DHCP Historical background
At
first, most TCP/IP networks were
relatively small and static. Manual IP address management
techniques were sufficient for them. Each station kept its own IP address somewhere in
its secondary storage. Once the address had to be changed, it required manual
administrator action, usually at the machine console, and in most cases
involved a reboot.
Soon
afterwards, as more complex networks were established, as more and more
underlying network hardware was used for TCP/IP communication
networks and as cheap client workstations without secondary storage came in
use, a need for central administration of the hardware to IP addresses bindings
became understandable. A special protocol (RARP)
for such bindings was designed. It allowed a machine on a network segment to
learn its own IP address and then to
begin normal TCP/IP operation.
Another
protocol, BOOTP,
was also developed to allow diskless stations retrieve all the TCP/IP configuration
parameters and other operating system data, needed to start functioning
normally after a startup.
The
next extension to BOOTP provided the Dynamic
Host Configuration Protocol, DHCP.
There are two primary differences between DHCP and BOOTP.

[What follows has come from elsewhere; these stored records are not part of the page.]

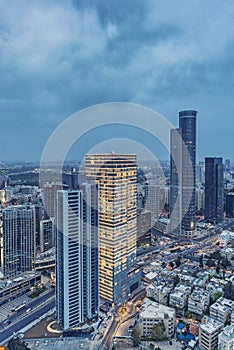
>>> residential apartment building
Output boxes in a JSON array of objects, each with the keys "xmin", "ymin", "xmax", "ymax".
[
  {"xmin": 138, "ymin": 299, "xmax": 176, "ymax": 338},
  {"xmin": 199, "ymin": 316, "xmax": 223, "ymax": 350}
]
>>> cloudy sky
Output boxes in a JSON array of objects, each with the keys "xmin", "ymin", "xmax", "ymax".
[{"xmin": 0, "ymin": 0, "xmax": 234, "ymax": 160}]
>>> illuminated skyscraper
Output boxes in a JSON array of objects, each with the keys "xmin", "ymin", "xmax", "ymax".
[
  {"xmin": 205, "ymin": 157, "xmax": 224, "ymax": 222},
  {"xmin": 86, "ymin": 154, "xmax": 140, "ymax": 303},
  {"xmin": 170, "ymin": 110, "xmax": 197, "ymax": 238}
]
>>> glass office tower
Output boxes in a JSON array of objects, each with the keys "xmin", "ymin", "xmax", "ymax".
[
  {"xmin": 170, "ymin": 110, "xmax": 197, "ymax": 238},
  {"xmin": 205, "ymin": 157, "xmax": 224, "ymax": 223}
]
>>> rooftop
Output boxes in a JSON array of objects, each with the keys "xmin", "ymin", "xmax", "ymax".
[
  {"xmin": 139, "ymin": 298, "xmax": 175, "ymax": 319},
  {"xmin": 200, "ymin": 317, "xmax": 223, "ymax": 334}
]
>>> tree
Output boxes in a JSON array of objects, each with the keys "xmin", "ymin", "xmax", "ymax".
[{"xmin": 132, "ymin": 326, "xmax": 142, "ymax": 346}]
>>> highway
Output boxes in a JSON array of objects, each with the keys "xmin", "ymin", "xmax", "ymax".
[{"xmin": 0, "ymin": 290, "xmax": 55, "ymax": 343}]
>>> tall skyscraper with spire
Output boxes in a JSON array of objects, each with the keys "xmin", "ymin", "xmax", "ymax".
[
  {"xmin": 170, "ymin": 110, "xmax": 197, "ymax": 238},
  {"xmin": 86, "ymin": 153, "xmax": 140, "ymax": 304}
]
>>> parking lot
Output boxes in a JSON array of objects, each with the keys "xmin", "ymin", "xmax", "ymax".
[
  {"xmin": 26, "ymin": 338, "xmax": 98, "ymax": 350},
  {"xmin": 0, "ymin": 294, "xmax": 32, "ymax": 322}
]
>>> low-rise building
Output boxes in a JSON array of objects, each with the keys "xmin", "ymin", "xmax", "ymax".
[
  {"xmin": 147, "ymin": 285, "xmax": 172, "ymax": 305},
  {"xmin": 188, "ymin": 288, "xmax": 210, "ymax": 316},
  {"xmin": 138, "ymin": 298, "xmax": 176, "ymax": 337},
  {"xmin": 169, "ymin": 285, "xmax": 191, "ymax": 314},
  {"xmin": 199, "ymin": 317, "xmax": 223, "ymax": 350},
  {"xmin": 218, "ymin": 325, "xmax": 234, "ymax": 350},
  {"xmin": 210, "ymin": 297, "xmax": 234, "ymax": 325},
  {"xmin": 231, "ymin": 311, "xmax": 234, "ymax": 324},
  {"xmin": 0, "ymin": 272, "xmax": 41, "ymax": 305}
]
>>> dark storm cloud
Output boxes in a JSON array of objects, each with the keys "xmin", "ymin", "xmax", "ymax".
[{"xmin": 0, "ymin": 0, "xmax": 234, "ymax": 159}]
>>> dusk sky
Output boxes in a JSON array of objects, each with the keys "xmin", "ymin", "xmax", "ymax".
[{"xmin": 0, "ymin": 0, "xmax": 234, "ymax": 161}]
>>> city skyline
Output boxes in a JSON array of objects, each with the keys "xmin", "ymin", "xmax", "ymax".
[{"xmin": 0, "ymin": 0, "xmax": 234, "ymax": 161}]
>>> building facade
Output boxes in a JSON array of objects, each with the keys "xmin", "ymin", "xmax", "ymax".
[
  {"xmin": 218, "ymin": 325, "xmax": 234, "ymax": 350},
  {"xmin": 40, "ymin": 218, "xmax": 55, "ymax": 253},
  {"xmin": 170, "ymin": 110, "xmax": 197, "ymax": 238},
  {"xmin": 56, "ymin": 184, "xmax": 99, "ymax": 330},
  {"xmin": 199, "ymin": 317, "xmax": 223, "ymax": 350},
  {"xmin": 86, "ymin": 154, "xmax": 140, "ymax": 304},
  {"xmin": 205, "ymin": 157, "xmax": 224, "ymax": 223},
  {"xmin": 225, "ymin": 192, "xmax": 234, "ymax": 218},
  {"xmin": 2, "ymin": 205, "xmax": 35, "ymax": 277},
  {"xmin": 138, "ymin": 299, "xmax": 176, "ymax": 338}
]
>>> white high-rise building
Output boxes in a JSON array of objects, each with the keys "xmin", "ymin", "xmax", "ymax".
[{"xmin": 56, "ymin": 184, "xmax": 99, "ymax": 330}]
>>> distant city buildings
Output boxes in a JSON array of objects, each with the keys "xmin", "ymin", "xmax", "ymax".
[
  {"xmin": 2, "ymin": 205, "xmax": 35, "ymax": 278},
  {"xmin": 205, "ymin": 157, "xmax": 224, "ymax": 223},
  {"xmin": 170, "ymin": 110, "xmax": 197, "ymax": 238},
  {"xmin": 86, "ymin": 154, "xmax": 140, "ymax": 304}
]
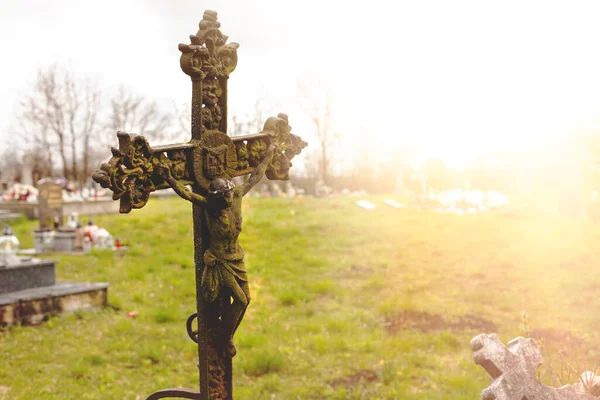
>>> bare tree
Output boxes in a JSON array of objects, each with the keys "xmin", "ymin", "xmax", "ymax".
[
  {"xmin": 18, "ymin": 66, "xmax": 100, "ymax": 188},
  {"xmin": 298, "ymin": 84, "xmax": 338, "ymax": 184}
]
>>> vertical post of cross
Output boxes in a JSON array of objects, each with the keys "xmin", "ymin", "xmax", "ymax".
[{"xmin": 179, "ymin": 10, "xmax": 238, "ymax": 400}]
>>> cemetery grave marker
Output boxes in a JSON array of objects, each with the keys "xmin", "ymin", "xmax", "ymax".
[
  {"xmin": 93, "ymin": 10, "xmax": 307, "ymax": 400},
  {"xmin": 38, "ymin": 181, "xmax": 63, "ymax": 231}
]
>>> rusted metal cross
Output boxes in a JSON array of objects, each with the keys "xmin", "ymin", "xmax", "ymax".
[{"xmin": 93, "ymin": 10, "xmax": 306, "ymax": 400}]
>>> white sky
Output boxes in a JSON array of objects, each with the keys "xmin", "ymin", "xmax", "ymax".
[{"xmin": 0, "ymin": 0, "xmax": 600, "ymax": 170}]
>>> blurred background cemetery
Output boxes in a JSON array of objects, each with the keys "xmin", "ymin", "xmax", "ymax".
[{"xmin": 0, "ymin": 0, "xmax": 600, "ymax": 400}]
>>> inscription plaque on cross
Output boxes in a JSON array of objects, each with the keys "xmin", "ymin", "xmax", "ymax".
[{"xmin": 93, "ymin": 10, "xmax": 307, "ymax": 400}]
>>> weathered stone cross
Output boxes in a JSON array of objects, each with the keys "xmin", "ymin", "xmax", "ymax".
[{"xmin": 93, "ymin": 10, "xmax": 306, "ymax": 400}]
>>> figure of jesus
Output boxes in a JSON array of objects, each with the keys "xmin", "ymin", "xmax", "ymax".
[{"xmin": 157, "ymin": 143, "xmax": 278, "ymax": 357}]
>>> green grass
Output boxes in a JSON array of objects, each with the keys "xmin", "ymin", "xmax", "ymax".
[{"xmin": 0, "ymin": 194, "xmax": 600, "ymax": 400}]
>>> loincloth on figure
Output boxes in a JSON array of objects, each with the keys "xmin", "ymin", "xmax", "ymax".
[{"xmin": 201, "ymin": 249, "xmax": 248, "ymax": 303}]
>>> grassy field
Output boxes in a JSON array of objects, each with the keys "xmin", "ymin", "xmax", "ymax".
[{"xmin": 0, "ymin": 198, "xmax": 600, "ymax": 400}]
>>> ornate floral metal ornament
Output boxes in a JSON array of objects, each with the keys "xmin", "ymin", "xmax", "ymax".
[{"xmin": 93, "ymin": 10, "xmax": 307, "ymax": 400}]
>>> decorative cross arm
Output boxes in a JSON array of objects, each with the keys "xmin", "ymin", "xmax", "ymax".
[
  {"xmin": 471, "ymin": 333, "xmax": 600, "ymax": 400},
  {"xmin": 92, "ymin": 114, "xmax": 307, "ymax": 213}
]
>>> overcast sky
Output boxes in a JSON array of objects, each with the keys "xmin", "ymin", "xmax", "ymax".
[{"xmin": 0, "ymin": 0, "xmax": 600, "ymax": 166}]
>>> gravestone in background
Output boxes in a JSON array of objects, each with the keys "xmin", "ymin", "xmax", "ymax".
[
  {"xmin": 38, "ymin": 181, "xmax": 63, "ymax": 231},
  {"xmin": 93, "ymin": 10, "xmax": 307, "ymax": 400},
  {"xmin": 471, "ymin": 333, "xmax": 600, "ymax": 400}
]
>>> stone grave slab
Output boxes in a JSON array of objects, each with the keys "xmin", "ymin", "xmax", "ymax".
[{"xmin": 0, "ymin": 258, "xmax": 56, "ymax": 294}]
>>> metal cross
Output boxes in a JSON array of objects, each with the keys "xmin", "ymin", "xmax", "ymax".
[{"xmin": 93, "ymin": 10, "xmax": 307, "ymax": 400}]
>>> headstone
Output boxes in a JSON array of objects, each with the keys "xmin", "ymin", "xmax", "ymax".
[
  {"xmin": 0, "ymin": 257, "xmax": 108, "ymax": 328},
  {"xmin": 356, "ymin": 200, "xmax": 376, "ymax": 210},
  {"xmin": 38, "ymin": 181, "xmax": 63, "ymax": 230},
  {"xmin": 21, "ymin": 154, "xmax": 33, "ymax": 186},
  {"xmin": 471, "ymin": 333, "xmax": 600, "ymax": 400}
]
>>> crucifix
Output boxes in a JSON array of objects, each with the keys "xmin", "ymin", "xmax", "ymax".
[{"xmin": 92, "ymin": 10, "xmax": 307, "ymax": 400}]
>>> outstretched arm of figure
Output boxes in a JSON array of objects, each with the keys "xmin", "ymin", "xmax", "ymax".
[
  {"xmin": 157, "ymin": 164, "xmax": 206, "ymax": 204},
  {"xmin": 239, "ymin": 142, "xmax": 278, "ymax": 196}
]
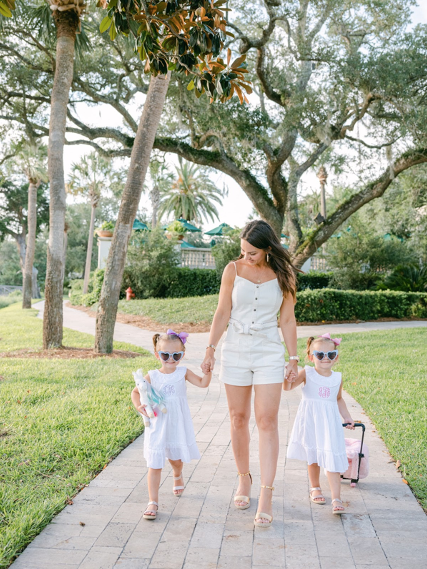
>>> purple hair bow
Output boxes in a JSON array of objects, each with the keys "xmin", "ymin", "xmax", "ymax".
[
  {"xmin": 318, "ymin": 332, "xmax": 342, "ymax": 346},
  {"xmin": 166, "ymin": 328, "xmax": 190, "ymax": 344}
]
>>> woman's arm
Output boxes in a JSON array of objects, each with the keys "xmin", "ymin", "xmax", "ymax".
[
  {"xmin": 283, "ymin": 369, "xmax": 305, "ymax": 391},
  {"xmin": 185, "ymin": 369, "xmax": 212, "ymax": 387},
  {"xmin": 202, "ymin": 263, "xmax": 236, "ymax": 373},
  {"xmin": 279, "ymin": 294, "xmax": 298, "ymax": 381},
  {"xmin": 337, "ymin": 382, "xmax": 354, "ymax": 430}
]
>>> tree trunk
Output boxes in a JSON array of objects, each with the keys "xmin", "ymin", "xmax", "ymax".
[
  {"xmin": 31, "ymin": 265, "xmax": 41, "ymax": 298},
  {"xmin": 22, "ymin": 180, "xmax": 40, "ymax": 308},
  {"xmin": 150, "ymin": 184, "xmax": 160, "ymax": 229},
  {"xmin": 95, "ymin": 73, "xmax": 170, "ymax": 353},
  {"xmin": 43, "ymin": 10, "xmax": 79, "ymax": 349},
  {"xmin": 83, "ymin": 204, "xmax": 96, "ymax": 294},
  {"xmin": 14, "ymin": 232, "xmax": 27, "ymax": 278}
]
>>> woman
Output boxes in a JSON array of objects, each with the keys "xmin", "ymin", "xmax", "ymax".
[{"xmin": 202, "ymin": 220, "xmax": 298, "ymax": 527}]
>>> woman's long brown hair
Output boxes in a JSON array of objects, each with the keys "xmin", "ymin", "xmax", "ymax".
[{"xmin": 239, "ymin": 219, "xmax": 299, "ymax": 298}]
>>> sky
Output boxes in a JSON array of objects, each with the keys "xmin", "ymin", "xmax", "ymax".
[{"xmin": 64, "ymin": 0, "xmax": 427, "ymax": 231}]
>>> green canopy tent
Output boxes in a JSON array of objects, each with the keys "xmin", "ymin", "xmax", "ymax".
[
  {"xmin": 177, "ymin": 217, "xmax": 202, "ymax": 233},
  {"xmin": 205, "ymin": 223, "xmax": 232, "ymax": 237},
  {"xmin": 132, "ymin": 219, "xmax": 150, "ymax": 231}
]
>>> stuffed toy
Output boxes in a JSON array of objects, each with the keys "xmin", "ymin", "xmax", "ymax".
[{"xmin": 132, "ymin": 369, "xmax": 167, "ymax": 427}]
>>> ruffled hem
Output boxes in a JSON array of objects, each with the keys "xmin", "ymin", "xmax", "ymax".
[
  {"xmin": 144, "ymin": 443, "xmax": 200, "ymax": 468},
  {"xmin": 287, "ymin": 442, "xmax": 348, "ymax": 472}
]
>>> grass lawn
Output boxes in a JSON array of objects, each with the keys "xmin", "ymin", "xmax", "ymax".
[
  {"xmin": 0, "ymin": 304, "xmax": 157, "ymax": 569},
  {"xmin": 298, "ymin": 328, "xmax": 427, "ymax": 510},
  {"xmin": 119, "ymin": 294, "xmax": 218, "ymax": 324}
]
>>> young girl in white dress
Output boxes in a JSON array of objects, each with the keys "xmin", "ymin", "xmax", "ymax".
[
  {"xmin": 284, "ymin": 334, "xmax": 354, "ymax": 514},
  {"xmin": 132, "ymin": 330, "xmax": 212, "ymax": 520}
]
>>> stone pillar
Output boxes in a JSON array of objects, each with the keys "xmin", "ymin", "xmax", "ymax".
[{"xmin": 98, "ymin": 236, "xmax": 113, "ymax": 269}]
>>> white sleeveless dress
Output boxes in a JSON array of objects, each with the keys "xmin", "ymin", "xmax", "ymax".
[
  {"xmin": 144, "ymin": 367, "xmax": 200, "ymax": 468},
  {"xmin": 287, "ymin": 366, "xmax": 348, "ymax": 472},
  {"xmin": 219, "ymin": 262, "xmax": 285, "ymax": 386}
]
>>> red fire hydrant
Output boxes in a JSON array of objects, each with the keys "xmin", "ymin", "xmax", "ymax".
[{"xmin": 126, "ymin": 287, "xmax": 135, "ymax": 300}]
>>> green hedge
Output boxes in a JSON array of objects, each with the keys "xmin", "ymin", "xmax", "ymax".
[
  {"xmin": 295, "ymin": 289, "xmax": 427, "ymax": 322},
  {"xmin": 298, "ymin": 271, "xmax": 333, "ymax": 290},
  {"xmin": 121, "ymin": 267, "xmax": 220, "ymax": 298}
]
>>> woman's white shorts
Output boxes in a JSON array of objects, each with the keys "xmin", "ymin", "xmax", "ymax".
[{"xmin": 219, "ymin": 324, "xmax": 285, "ymax": 387}]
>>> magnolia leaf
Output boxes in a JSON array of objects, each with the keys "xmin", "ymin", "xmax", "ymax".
[
  {"xmin": 231, "ymin": 53, "xmax": 246, "ymax": 69},
  {"xmin": 234, "ymin": 83, "xmax": 243, "ymax": 105},
  {"xmin": 238, "ymin": 81, "xmax": 252, "ymax": 95},
  {"xmin": 99, "ymin": 16, "xmax": 113, "ymax": 34},
  {"xmin": 110, "ymin": 24, "xmax": 117, "ymax": 41},
  {"xmin": 0, "ymin": 2, "xmax": 12, "ymax": 18}
]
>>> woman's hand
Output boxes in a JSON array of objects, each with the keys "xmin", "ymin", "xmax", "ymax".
[
  {"xmin": 200, "ymin": 348, "xmax": 215, "ymax": 373},
  {"xmin": 285, "ymin": 360, "xmax": 298, "ymax": 383}
]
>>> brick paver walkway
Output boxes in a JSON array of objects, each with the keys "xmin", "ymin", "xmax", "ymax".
[{"xmin": 12, "ymin": 304, "xmax": 427, "ymax": 569}]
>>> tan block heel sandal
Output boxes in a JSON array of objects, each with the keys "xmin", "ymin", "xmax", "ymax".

First, DHCP defines mechanisms
through which clients can be assigned a network address for a finite lease,
allowing for serial reassignment of network addresses to different clients.
Second, DHCP provides the
mechanism for a client to acquire all of the IP configuration
parameters that it needs in order to operate. So DHCP is based on BOOTP,
adding the capability of automatic allocation of reusable network addresses and
additional configuration options. DHCP captures the behavior
of BOOTP relay agents, and DHCP participants can
interoperate with BOOTP participants.